Under Easter Island Statues
Beneath Easter Island StatuesThe great divide between Easter Island and any other island has made the historic ists believe that its advent was an incidental and unique one. Against the backdrop of other well-known manifestations of Polyynesian naval art and the various cultures influencing the island's icons, this is a highly controversial notion.
In 1722 the island was formally explored by a Flemish exploration under Admiral Jacob Roggeveen. 1770 a Peruvian Spaniard made a claim on the island for Spain. There seems to have been a dispute on the island four years before the advent of the English sailor Captain James Cook. When he found a depleted, poverty-stricken populace, he realized that the worship of statues seemed to have ended because most of the statues had been torn down.
It is possible that some of the statues were already overthrown before the visitors of the Dutches and Spaniards, but that these yachtsmen did not go to the same places as Cook. In 1786, the Frenchman La PĂ©rouse came to Easter Island and found the people quiet and well-off. This points to a rapid recuperation from any disaster.
At least 20 statues are still in existence, as one of the visitors from Russia said in 1804. Reports from the following years point to another phase of devastation, so that perhaps only a few statues were left a ten-year later. Several of the statues still upstanding at the beginning of the nineteenth centuary were demolished by west European voyages.
Timeline: 1772 - The island was'officially' explored by the Dutch on Easter Sunday. 1864 Residual islanders - 111. Early Americans assisted in the colonization of Easter Island. The South Americans were helping to colonize Easter Island hundreds of years before the Europeans were there. Unambiguous genetics have for the first case supported aspects of this disputed hypothesis, which show that although the isolated island was largely colonized from the western side, some American immigrants did.
The Easter Island is the most eastern island of Polynesia, which extends over the Pacific Ocean. It' also one of the most secluded and populated island in the canyon. So, how did it even get used up?
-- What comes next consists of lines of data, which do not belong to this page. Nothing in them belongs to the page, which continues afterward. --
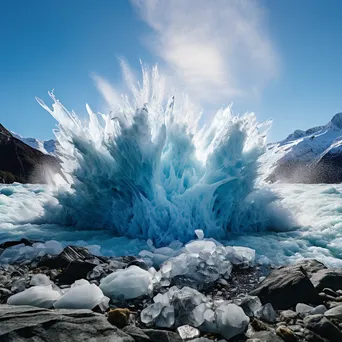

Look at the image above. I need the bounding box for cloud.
[131,0,278,103]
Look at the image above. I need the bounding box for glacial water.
[0,68,342,265]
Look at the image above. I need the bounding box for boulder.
[276,325,298,342]
[122,325,151,342]
[304,315,342,342]
[324,305,342,322]
[0,305,134,342]
[143,329,182,342]
[310,268,342,291]
[57,261,96,285]
[108,308,130,329]
[250,260,325,310]
[246,331,284,342]
[215,304,249,340]
[38,246,99,269]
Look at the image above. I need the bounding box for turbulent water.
[0,68,342,264]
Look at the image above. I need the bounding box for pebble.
[177,325,200,340]
[276,325,298,342]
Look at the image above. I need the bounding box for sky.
[0,0,342,141]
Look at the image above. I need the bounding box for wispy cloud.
[131,0,278,103]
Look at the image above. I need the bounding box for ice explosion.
[38,67,281,245]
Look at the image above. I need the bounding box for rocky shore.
[0,239,342,342]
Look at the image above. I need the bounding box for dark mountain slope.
[0,124,60,183]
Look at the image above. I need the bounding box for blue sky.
[0,0,342,141]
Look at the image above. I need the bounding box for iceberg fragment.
[7,285,61,309]
[54,283,104,310]
[100,265,153,299]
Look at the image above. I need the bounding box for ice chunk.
[140,302,164,326]
[100,265,153,299]
[177,325,200,340]
[54,284,104,309]
[30,273,51,286]
[185,240,216,254]
[240,296,262,317]
[155,305,175,328]
[153,293,170,305]
[195,229,204,240]
[87,265,104,279]
[255,303,277,323]
[11,278,26,292]
[71,279,90,287]
[216,304,249,340]
[192,303,207,327]
[232,246,255,268]
[7,285,61,309]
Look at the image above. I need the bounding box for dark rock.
[0,305,134,342]
[38,246,94,269]
[58,261,96,285]
[276,325,298,342]
[310,268,342,291]
[293,259,327,278]
[246,331,284,342]
[0,124,60,183]
[280,310,298,323]
[304,329,327,342]
[143,329,182,342]
[122,325,151,342]
[108,308,130,329]
[324,305,342,322]
[250,318,269,331]
[304,315,342,342]
[323,288,339,298]
[250,260,325,309]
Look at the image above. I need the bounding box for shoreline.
[0,240,342,342]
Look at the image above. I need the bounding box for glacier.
[34,66,288,245]
[0,67,342,266]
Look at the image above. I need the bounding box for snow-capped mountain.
[11,132,56,155]
[266,113,342,183]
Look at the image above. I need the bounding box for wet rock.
[122,325,151,342]
[280,310,298,323]
[310,268,342,291]
[296,303,314,317]
[177,325,200,340]
[239,296,262,317]
[310,305,327,315]
[276,325,298,342]
[215,304,249,340]
[38,246,94,269]
[0,305,134,342]
[250,261,322,309]
[255,303,277,323]
[304,315,342,342]
[324,305,342,322]
[57,261,96,285]
[108,309,130,329]
[323,285,342,298]
[143,329,182,342]
[246,331,284,342]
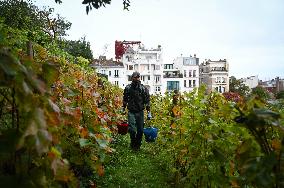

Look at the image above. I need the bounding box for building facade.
[91,56,127,88]
[200,59,229,93]
[92,43,229,94]
[240,76,259,89]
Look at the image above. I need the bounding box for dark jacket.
[123,82,150,112]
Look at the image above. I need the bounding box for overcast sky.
[35,0,284,80]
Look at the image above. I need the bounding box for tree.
[229,76,250,96]
[61,37,94,60]
[252,86,270,100]
[0,0,71,41]
[0,0,42,31]
[39,8,71,40]
[55,0,130,14]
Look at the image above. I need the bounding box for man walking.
[123,72,150,150]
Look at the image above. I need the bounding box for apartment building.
[91,56,127,88]
[122,45,165,94]
[200,59,229,93]
[91,41,229,94]
[163,55,199,92]
[240,76,259,89]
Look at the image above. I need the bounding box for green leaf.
[79,138,94,147]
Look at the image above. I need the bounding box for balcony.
[163,72,183,78]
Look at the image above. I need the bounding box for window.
[164,64,174,69]
[155,76,161,83]
[114,70,118,77]
[167,81,179,91]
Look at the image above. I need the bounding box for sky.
[34,0,284,80]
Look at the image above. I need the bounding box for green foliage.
[0,0,41,31]
[0,0,71,41]
[60,37,94,61]
[229,76,250,97]
[251,86,270,100]
[276,91,284,99]
[55,0,130,14]
[38,8,71,40]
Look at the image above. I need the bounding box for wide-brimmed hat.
[131,71,140,78]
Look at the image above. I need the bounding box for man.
[123,72,151,150]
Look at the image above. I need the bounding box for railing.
[163,74,183,78]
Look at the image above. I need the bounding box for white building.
[92,42,223,94]
[240,76,259,89]
[200,59,229,93]
[163,55,199,92]
[91,56,127,88]
[122,45,165,94]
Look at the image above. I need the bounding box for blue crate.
[144,127,158,142]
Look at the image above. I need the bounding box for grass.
[97,135,173,188]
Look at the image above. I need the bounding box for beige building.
[200,59,229,93]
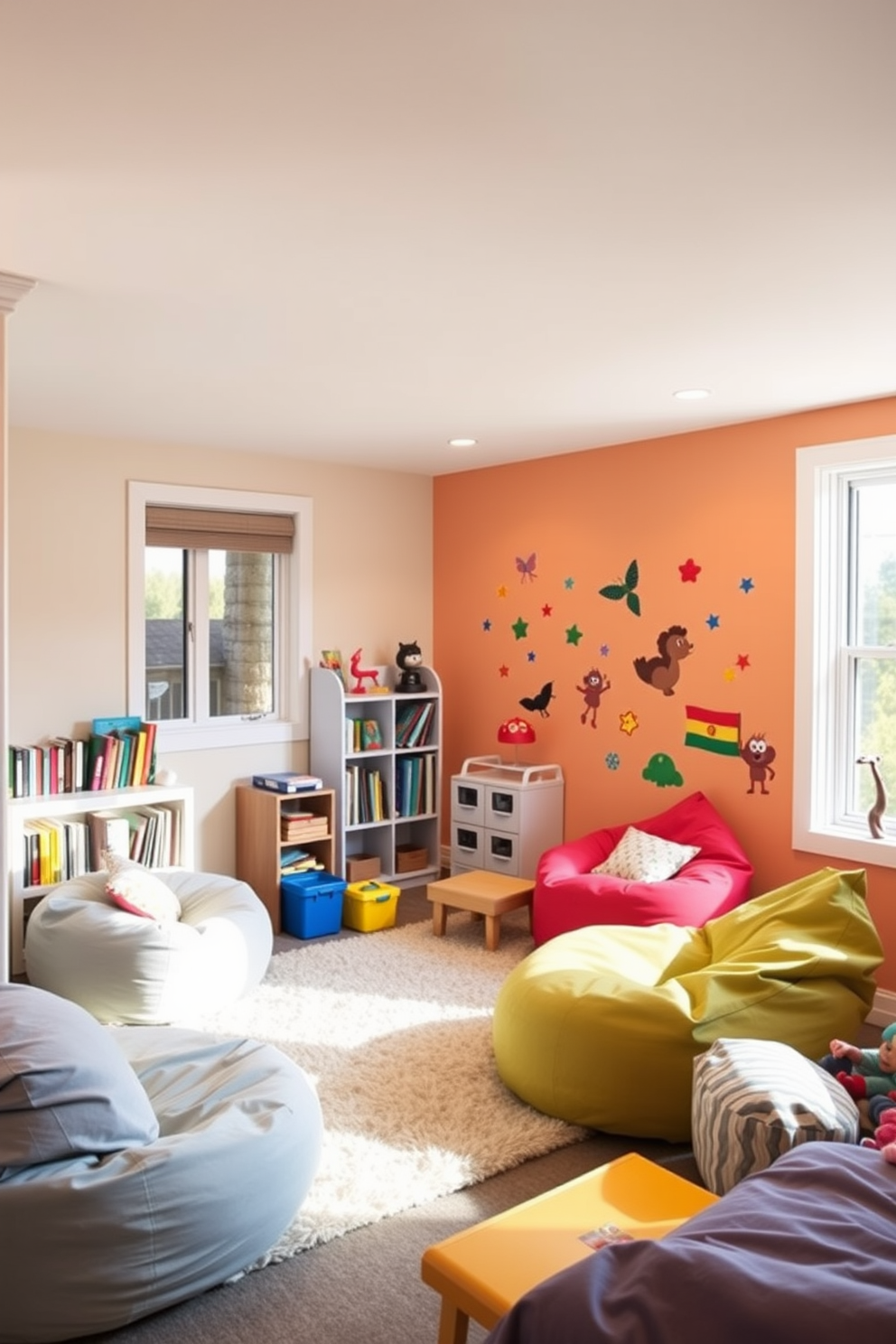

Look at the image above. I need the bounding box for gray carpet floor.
[80,890,879,1344]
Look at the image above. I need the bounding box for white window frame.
[127,481,313,751]
[792,434,896,868]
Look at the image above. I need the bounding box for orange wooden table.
[421,1153,717,1344]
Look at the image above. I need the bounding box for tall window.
[129,482,311,750]
[794,437,896,867]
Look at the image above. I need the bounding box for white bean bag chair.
[0,984,322,1344]
[25,864,274,1025]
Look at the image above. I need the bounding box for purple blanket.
[486,1143,896,1344]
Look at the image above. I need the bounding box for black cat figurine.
[395,641,425,691]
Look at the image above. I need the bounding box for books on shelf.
[395,700,435,747]
[279,845,323,878]
[395,754,436,817]
[345,765,388,826]
[86,809,130,881]
[359,719,383,751]
[253,770,323,793]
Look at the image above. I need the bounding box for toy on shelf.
[348,649,380,695]
[395,641,425,691]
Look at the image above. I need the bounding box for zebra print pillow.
[692,1039,860,1195]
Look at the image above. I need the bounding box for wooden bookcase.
[6,784,193,975]
[237,784,333,933]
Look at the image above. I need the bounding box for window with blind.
[794,435,896,867]
[127,481,312,750]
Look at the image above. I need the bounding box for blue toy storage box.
[279,870,345,938]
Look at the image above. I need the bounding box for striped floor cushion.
[692,1039,860,1195]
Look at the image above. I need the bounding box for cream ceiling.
[0,0,896,474]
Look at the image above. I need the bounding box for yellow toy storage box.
[342,879,399,933]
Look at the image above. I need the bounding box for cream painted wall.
[8,429,433,873]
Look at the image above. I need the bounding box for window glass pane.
[850,477,896,817]
[852,480,896,647]
[144,546,187,719]
[214,551,274,718]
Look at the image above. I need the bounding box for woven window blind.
[146,504,295,555]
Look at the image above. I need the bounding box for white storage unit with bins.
[452,755,563,878]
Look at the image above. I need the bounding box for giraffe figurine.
[855,755,887,840]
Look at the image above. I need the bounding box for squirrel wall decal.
[855,755,887,840]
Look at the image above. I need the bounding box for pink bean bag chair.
[532,793,753,947]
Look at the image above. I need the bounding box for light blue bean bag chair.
[0,984,322,1344]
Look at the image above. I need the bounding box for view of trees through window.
[144,546,274,721]
[849,479,896,817]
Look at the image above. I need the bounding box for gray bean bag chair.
[0,984,322,1344]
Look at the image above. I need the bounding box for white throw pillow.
[102,849,182,923]
[591,826,700,882]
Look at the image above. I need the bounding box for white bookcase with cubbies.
[6,784,193,975]
[311,668,442,886]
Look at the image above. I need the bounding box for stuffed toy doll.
[818,1022,896,1125]
[863,1106,896,1165]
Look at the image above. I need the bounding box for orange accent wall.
[433,397,896,992]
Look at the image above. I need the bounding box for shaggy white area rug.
[180,912,587,1267]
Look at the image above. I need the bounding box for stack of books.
[279,845,323,878]
[279,812,329,844]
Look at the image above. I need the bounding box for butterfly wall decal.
[520,681,554,719]
[598,560,640,616]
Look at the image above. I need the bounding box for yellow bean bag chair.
[493,868,884,1143]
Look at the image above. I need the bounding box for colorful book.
[253,770,323,793]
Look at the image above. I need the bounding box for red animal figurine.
[348,649,380,695]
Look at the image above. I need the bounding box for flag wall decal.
[686,705,740,757]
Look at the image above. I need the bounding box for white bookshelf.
[311,668,442,886]
[6,784,193,975]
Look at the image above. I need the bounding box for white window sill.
[156,719,308,752]
[792,826,896,868]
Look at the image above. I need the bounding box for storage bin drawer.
[452,821,485,868]
[452,779,485,826]
[482,831,520,878]
[483,785,520,835]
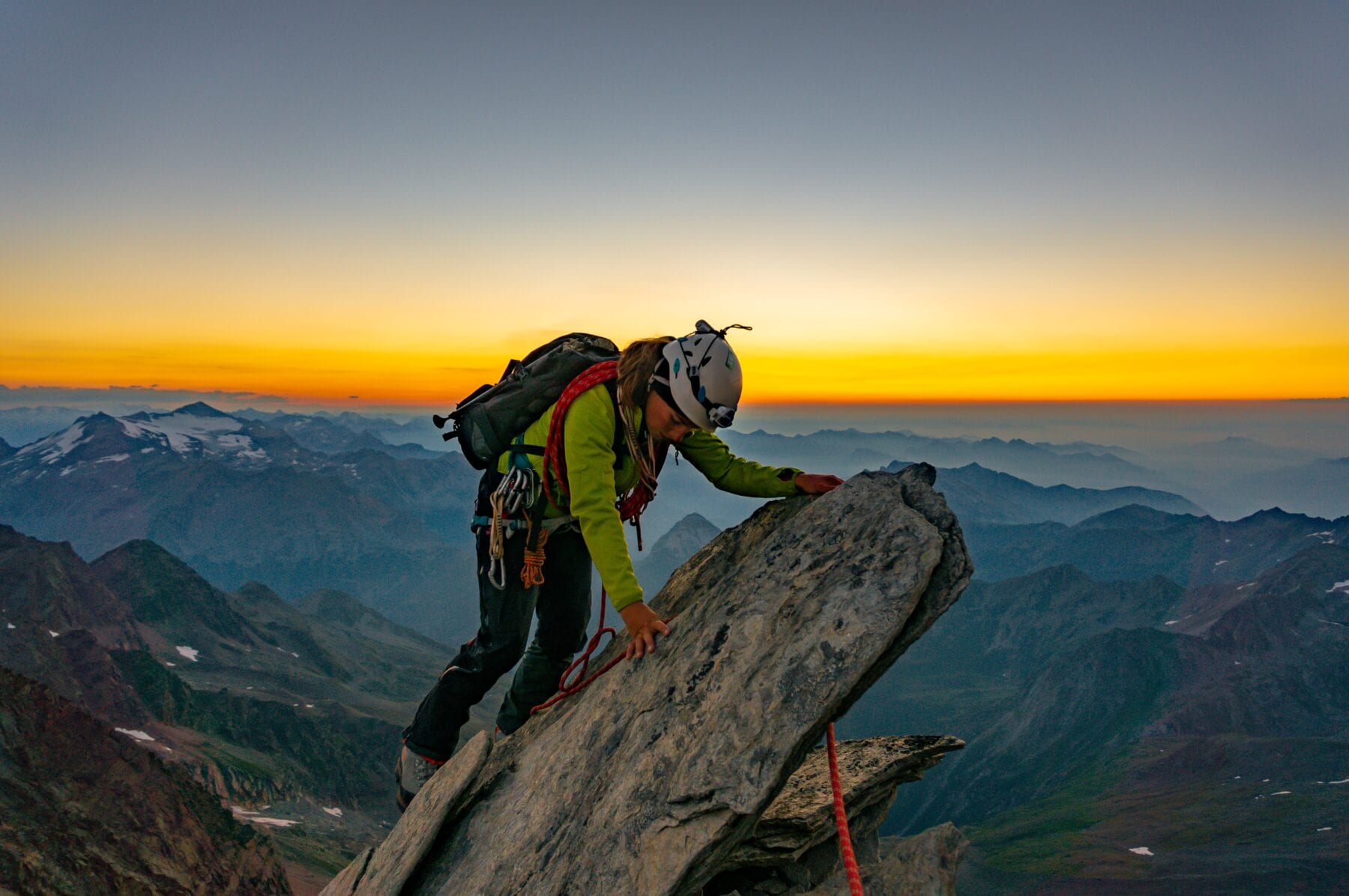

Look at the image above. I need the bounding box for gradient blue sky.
[0,1,1349,402]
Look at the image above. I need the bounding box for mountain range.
[0,402,1225,644]
[839,519,1349,893]
[0,526,509,874]
[0,404,477,640]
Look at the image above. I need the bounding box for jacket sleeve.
[563,384,642,610]
[674,429,803,498]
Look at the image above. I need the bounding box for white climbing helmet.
[651,320,752,429]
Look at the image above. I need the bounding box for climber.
[395,321,843,808]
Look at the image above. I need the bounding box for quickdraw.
[487,464,548,591]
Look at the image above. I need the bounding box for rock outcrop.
[327,464,973,895]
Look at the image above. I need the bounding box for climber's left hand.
[796,472,843,495]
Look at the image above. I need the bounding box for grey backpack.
[432,333,619,470]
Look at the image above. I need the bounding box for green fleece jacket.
[496,384,801,610]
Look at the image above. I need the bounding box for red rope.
[826,722,862,896]
[543,360,651,526]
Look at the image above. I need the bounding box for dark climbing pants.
[403,471,591,760]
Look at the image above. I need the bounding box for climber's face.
[646,391,698,441]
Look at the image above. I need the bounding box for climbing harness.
[472,438,548,591]
[519,518,548,588]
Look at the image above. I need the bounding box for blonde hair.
[618,336,674,418]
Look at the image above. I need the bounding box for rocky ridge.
[325,464,973,893]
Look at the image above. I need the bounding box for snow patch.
[15,423,84,464]
[248,815,300,827]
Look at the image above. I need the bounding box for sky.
[0,0,1349,408]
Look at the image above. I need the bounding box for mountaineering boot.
[394,746,445,812]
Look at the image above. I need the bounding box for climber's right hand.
[619,601,671,660]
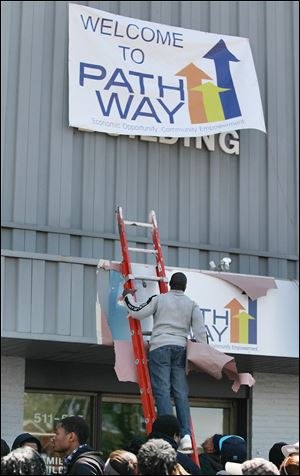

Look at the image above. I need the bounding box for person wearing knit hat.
[11,433,42,453]
[199,434,223,475]
[269,441,287,469]
[103,450,137,475]
[281,441,299,458]
[225,458,279,475]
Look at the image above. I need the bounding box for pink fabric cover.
[114,340,255,392]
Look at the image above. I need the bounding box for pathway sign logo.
[224,298,257,344]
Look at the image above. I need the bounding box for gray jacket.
[124,290,207,350]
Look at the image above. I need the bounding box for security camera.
[220,256,231,271]
[208,261,217,271]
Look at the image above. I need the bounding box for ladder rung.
[128,248,157,254]
[124,220,153,228]
[131,276,168,283]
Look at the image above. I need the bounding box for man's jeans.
[148,345,191,437]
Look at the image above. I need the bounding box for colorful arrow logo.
[224,298,257,344]
[176,40,241,124]
[203,40,241,119]
[176,63,212,124]
[232,311,254,344]
[224,299,245,343]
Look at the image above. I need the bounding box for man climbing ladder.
[116,207,207,458]
[123,273,207,453]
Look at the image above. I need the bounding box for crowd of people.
[1,415,299,476]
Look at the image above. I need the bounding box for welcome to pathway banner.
[69,4,266,137]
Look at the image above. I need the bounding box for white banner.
[69,4,266,137]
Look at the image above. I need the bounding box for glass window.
[23,392,92,474]
[101,396,235,458]
[101,397,146,459]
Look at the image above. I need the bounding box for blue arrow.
[248,298,257,344]
[203,40,242,119]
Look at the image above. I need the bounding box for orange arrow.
[176,63,212,124]
[224,299,245,343]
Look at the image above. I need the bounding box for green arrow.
[233,312,255,344]
[192,82,228,122]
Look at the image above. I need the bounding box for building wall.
[1,1,299,279]
[1,356,25,447]
[252,373,299,458]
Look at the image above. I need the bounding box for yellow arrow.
[192,82,229,122]
[234,312,255,344]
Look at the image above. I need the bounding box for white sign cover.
[69,4,266,137]
[98,263,299,357]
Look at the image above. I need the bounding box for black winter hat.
[1,438,10,458]
[152,415,179,438]
[11,433,42,453]
[219,435,247,466]
[213,433,223,455]
[170,273,187,291]
[269,441,287,469]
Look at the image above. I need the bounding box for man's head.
[53,416,89,454]
[219,435,247,466]
[11,433,42,453]
[152,415,179,438]
[1,446,47,476]
[170,273,187,292]
[137,439,177,476]
[269,441,287,469]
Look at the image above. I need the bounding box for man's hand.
[122,288,136,299]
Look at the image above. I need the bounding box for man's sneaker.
[177,435,193,454]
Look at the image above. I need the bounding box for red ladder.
[116,207,199,465]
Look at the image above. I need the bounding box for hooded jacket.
[148,431,202,474]
[11,433,42,453]
[63,445,104,476]
[124,289,207,351]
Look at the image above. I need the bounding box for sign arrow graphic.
[224,299,245,343]
[203,40,242,119]
[233,311,254,344]
[193,83,230,122]
[176,63,212,124]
The genetic, archaeological and linguistic evidence shows that Polynesia as a whole has been colonized from Asia, probably from the Taiwanese region.
There are various types of proof that humans began to migrate to the Orient about 5,500 years ago, arrived in Polynesia 2,500 years later and eventually conquered Easter Island after another 1,500 years. By the mid-20th-century he claimed that the celebrated statues of Easter Island were similar to those of Tiahuanaco on Lake Titicaca in Bolivia, so that South Americans must have traveled across the Pacific to Polynesia.
He was on his illustrious Kon-Tiki excursion from Peru to the Tuamotu Isles in Polynesia, where he was sailing in a wooden boat. Between 1971 and 2008 he gathered specimens of Easter Islanders whose forebears had not crossed with Europeans and other tourists to the island.
The majority of the islanders' HLA gene tics were polynesic, but some of them also had HLA gene tapestries found only in indigenous Americans. This was crucial before the slavers came in the 1860' and mixed with the islander.